12 décembre 2003 : la mondialisation actuelle a deux précédents qui remontent à la fin du XVIIIe siècle et à la fin du XIXe siècle. La première a débouché sur la Révolution française et la deuxième a sombré dans les conflits mondiaux.
On peut se demander si la troisième mondialisation, inaugurée par le Kennedy Round et poursuivie avec l'OMC, n'est pas elle aussi à bout de souffle et en voie d'être remplacée par une tripolarisation des échanges et des idées : Amériques, Europe et Méditerranée, Asie ?

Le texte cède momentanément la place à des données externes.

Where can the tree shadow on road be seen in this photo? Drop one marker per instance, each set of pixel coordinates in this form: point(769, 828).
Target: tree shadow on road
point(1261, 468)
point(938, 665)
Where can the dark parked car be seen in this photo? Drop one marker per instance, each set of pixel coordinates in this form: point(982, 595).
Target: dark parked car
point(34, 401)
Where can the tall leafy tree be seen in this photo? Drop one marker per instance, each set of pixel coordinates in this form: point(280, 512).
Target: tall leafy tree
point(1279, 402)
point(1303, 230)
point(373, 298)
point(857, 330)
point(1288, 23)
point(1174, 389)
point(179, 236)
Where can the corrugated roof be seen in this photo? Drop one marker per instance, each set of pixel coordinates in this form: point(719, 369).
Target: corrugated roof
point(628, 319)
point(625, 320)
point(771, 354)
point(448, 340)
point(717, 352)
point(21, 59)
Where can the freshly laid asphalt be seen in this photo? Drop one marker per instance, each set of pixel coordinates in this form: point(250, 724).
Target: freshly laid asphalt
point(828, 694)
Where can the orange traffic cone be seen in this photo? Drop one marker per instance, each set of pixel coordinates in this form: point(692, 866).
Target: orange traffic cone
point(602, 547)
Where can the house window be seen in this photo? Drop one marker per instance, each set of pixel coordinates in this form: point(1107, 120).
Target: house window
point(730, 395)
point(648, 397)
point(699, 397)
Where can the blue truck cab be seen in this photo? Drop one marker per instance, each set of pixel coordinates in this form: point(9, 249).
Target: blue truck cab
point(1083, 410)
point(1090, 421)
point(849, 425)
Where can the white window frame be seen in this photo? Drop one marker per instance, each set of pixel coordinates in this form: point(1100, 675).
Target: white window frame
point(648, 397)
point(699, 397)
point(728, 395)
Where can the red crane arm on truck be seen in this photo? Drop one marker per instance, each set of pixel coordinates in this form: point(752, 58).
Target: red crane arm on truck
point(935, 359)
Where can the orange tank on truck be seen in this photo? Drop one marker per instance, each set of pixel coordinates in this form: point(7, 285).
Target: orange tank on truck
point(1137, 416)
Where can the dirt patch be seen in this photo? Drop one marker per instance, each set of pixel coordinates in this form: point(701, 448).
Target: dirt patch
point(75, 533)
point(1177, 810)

En novembre 2003 s'est tenu en Seine-Saint-Denis, au nord-est de Paris, le premier Forum social européen. Il a permis à 50 000 militants altermondialistes de dénoncer la « mondialisation libérale » et les excès du libre-échange.
Le concept de « mondialisation » (les Anglais disent globalization) est apparu au début des années 1990 en Occident, suite à l'effondrement du système soviétique, à la création de l'Organisation Mondiale du Commerce (OMC) et à l'émergence de l'internet, qui permet des échanges instantanés entre toutes les parties de la planète.
Au risque d'amoindrir les mérites de nos dirigeants, rappelons que leurs devanciers ont déjà fait mieux concernant l'union européenne et la mondialisation. Il n'est pas nécessaire pour s'en convaincre de remonter au temps des cathédrales, durant lequel aucune frontière ne limitait les échanges culturels et économiques en Europe occidentale.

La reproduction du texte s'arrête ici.